Twitter LinkedIn Github ORCID iD Keybase Humanities Commons
Saxifraga cochlearis

Saxifraga cochlearis

In his poem A Sort of a Song, William Carlos Williams wrote “no ideas but in things” and “saxifrage is my flower that splits the rocks.” What I’m doing here almost certainly isn’t what he meant– in fact, I may be doing the reverse, in that I am taking a poem and words and, in a sense, converting it back to, or at least representing it as, its component “things.” Even though it isn’t quite what Williams intended, these lines kept coming to mind as I worked ont his post, and it seems related to the things in poetry I’m discussing here.

Early on, near the beginning of this project, when we were experimenting with some of the tools and technologies we thought we might use to improve the process of identifying and tagging names in XML text, I noticed some strange output when I ran some of the poetry from the Belfast group sheets against the DBPedia Spotlight annotation service. Because I wasn’t restricting the identified resources to persons, places, or organizations (which is what our tools usually do when we’re trying to identify names to be tagged, e.g. in the NameDropper OxygenXML plugin we’re developing), it was identifying things like “potato”, “rock”, “eye”, “mouth”, “hand”, and “root” in the text.

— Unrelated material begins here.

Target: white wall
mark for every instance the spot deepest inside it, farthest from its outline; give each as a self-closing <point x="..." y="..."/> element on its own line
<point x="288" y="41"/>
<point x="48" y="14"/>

We’re now at the point in the project that we’re starting to shift towards using the tools we’ve been developing to enhance the EAD and TEI XML associated with the Belfast Group, and as I’ve begun working on tagging some of the poetry I was reminded of this and thought it might be worth a little more investigation and thought.

For this experiment, I restricted myself to Seamus Heaney’s poem Digging, as it appears in the draft on one of the Belfast group sheets (there are some slight wording differences from the published version).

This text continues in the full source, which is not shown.